In the introduction to their Material Feminisms (2008), Stacy Alaimo and Susan Hekman point out, as a caution in the second sentence as it were, that they are aware that they will be sparking ‘intense debate’ with their (re)turn to matter as a concern of Gender Studies and Gender Theory. And this is not surprising, in that feminism and gender studies have had a hard time with materiality if and insofar as the materiality of women’s bodies has been and continues to be the site on which gender is being installed, defended, called for, impelled. For Alaimo and Hekman, therefore, materiality is ‘an extraordinarily volatile site for feminist theory—so volatile, in fact, that the guiding rule of procedure for most contemporary feminisms requires that one distance oneself as much as possible from the tainted realm of materiality by taking refuge within culture, discourse, language’.

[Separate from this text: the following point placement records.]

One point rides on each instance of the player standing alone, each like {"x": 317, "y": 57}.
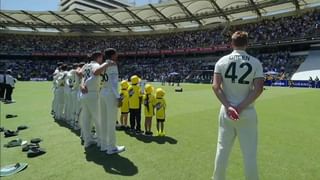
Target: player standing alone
{"x": 237, "y": 83}
{"x": 109, "y": 103}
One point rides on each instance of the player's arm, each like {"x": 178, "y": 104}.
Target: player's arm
{"x": 102, "y": 68}
{"x": 83, "y": 87}
{"x": 256, "y": 90}
{"x": 114, "y": 84}
{"x": 217, "y": 89}
{"x": 253, "y": 94}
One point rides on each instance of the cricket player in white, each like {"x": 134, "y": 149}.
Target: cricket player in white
{"x": 60, "y": 81}
{"x": 109, "y": 103}
{"x": 75, "y": 96}
{"x": 54, "y": 105}
{"x": 90, "y": 87}
{"x": 237, "y": 82}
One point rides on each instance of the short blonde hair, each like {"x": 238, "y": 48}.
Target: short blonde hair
{"x": 239, "y": 39}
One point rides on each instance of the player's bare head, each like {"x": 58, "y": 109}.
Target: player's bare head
{"x": 110, "y": 53}
{"x": 96, "y": 56}
{"x": 75, "y": 65}
{"x": 64, "y": 67}
{"x": 69, "y": 67}
{"x": 239, "y": 39}
{"x": 59, "y": 64}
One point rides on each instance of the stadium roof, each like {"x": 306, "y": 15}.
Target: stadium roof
{"x": 165, "y": 16}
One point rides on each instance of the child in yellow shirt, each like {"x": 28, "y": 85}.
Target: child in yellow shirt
{"x": 135, "y": 104}
{"x": 148, "y": 102}
{"x": 160, "y": 105}
{"x": 124, "y": 95}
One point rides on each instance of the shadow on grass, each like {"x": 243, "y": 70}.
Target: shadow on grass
{"x": 66, "y": 125}
{"x": 156, "y": 139}
{"x": 113, "y": 164}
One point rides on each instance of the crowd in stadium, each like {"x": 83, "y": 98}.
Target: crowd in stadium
{"x": 268, "y": 30}
{"x": 157, "y": 69}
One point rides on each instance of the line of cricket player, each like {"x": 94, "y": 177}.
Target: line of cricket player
{"x": 87, "y": 97}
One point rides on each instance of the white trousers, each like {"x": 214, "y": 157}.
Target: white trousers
{"x": 246, "y": 130}
{"x": 67, "y": 106}
{"x": 89, "y": 116}
{"x": 54, "y": 105}
{"x": 60, "y": 103}
{"x": 108, "y": 118}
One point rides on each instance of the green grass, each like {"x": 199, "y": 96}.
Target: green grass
{"x": 288, "y": 139}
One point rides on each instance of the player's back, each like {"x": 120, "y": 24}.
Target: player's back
{"x": 111, "y": 72}
{"x": 90, "y": 80}
{"x": 238, "y": 70}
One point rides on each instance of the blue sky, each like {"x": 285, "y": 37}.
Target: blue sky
{"x": 41, "y": 5}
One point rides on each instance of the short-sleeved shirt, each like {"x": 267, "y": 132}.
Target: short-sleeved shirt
{"x": 134, "y": 97}
{"x": 125, "y": 100}
{"x": 149, "y": 103}
{"x": 238, "y": 70}
{"x": 160, "y": 106}
{"x": 91, "y": 81}
{"x": 109, "y": 80}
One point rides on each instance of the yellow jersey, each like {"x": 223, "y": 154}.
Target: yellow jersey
{"x": 125, "y": 100}
{"x": 160, "y": 105}
{"x": 149, "y": 102}
{"x": 134, "y": 97}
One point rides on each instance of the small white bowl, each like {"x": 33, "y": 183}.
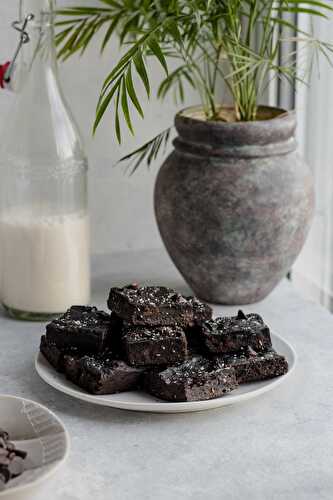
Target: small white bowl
{"x": 35, "y": 429}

It is this truism—that liberation lies in a detachment of men and women, feminism and gender, from materiality—that, however, has caused considerable scepticism, most virulently and wittily perhaps in Eve Kosofsky Sedwick’s attack on ‘theory’ as that which in all seriousness believes that ‘the distance of any … account [of human beings or cultures] from a biological basis is assumed to correlate near-precisely with its potential for doing justice to difference … and to the possibility of change’. This begs the question why, in everyday lived experience, a fully deconstructed concept of gender as it is currently available in academic debate, a concept that is founded on the dynamics of the linguistic-performative turn, seems to have made next to no difference as gender discourses continue to produce ‘men’ and ‘women’ in blissful ignorance of their deconstruction. Working on the suspicion that turning away from matter and towards ‘construction’ may not per se be as liberatory as one might think, Sedgwick sets out to reverse it in a variety of micro-manoeuvres, for example by finding the ‘formidably rich phenomenology of emotions in [Silvan] Tomkins’, a phenomenology that is fully grounded in the body and that is ‘formidably rich’ not in spite of this grounding but because of it. And it may be ‘formidably rich’ precisely because Tomkins chooses to focus on the largely ungendered but fully material terrain of affect rather than the more culture (and hence gender) driven history of emotions.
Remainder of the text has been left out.